BackforGood · 10/04/2021 18:44

When does dry become dryer and when does dry become drier ?

As in tumble..... or as in less wet....

Is it the same rule for Fly and Flyer / flier ?

as in someone who does a lot of travel by plan or a leaflet advertising an event .....

OP posts:
AskingQuestionsAllTheTime · 12/04/2021 17:57

They used to be interchangeable, but at the point at which a drying machine became a dryer, that changed: drier is the adjective, more dry, dryer is a noun.

So a dryer makes your clothes drier.

I think that in the US a flier is one who flies or something which flies, and a flyer is the bit of paper you get handed, but I don't think that rule applies in the UK.

BackforGood · 12/04/2021 20:51

Thanks for your answer

........ though I'm still not 100% sure which to use, where Blush

OP posts:
SwedishEdith · 12/04/2021 20:56

I often notice tumble drier on here and wonder why. I've never seen hairdrier so wonder where it has come from.

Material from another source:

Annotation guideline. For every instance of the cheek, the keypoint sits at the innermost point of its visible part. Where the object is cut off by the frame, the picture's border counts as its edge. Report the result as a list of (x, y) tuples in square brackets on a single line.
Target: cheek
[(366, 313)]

AskingQuestionsAllTheTime · 12/04/2021 21:25

@BackforGood

Thanks for your answer

........ though I'm still not 100% sure which to use, where Blush

If you could put "a" or "the" in front of it, then it is a dryer; if you couldn't then it is drier? That might be a way to remember it, I suppose.

Can't help over flier/flyer, because I don't think that one is clear-cut.

I suspect that dryer/drier will cease to be clear-cut in the UK any time now, because it is a little difficult and most people won't bother, quite apart from reading heavily American-weighted social media. As everyone keeps on saying, the language is only about usage anyway, so if Twitter decides that "cup" also means "saucer", cup will be an alternative word for saucer in five years and the correct meaning in ten. At that point presumably saucer will mean only a UFO...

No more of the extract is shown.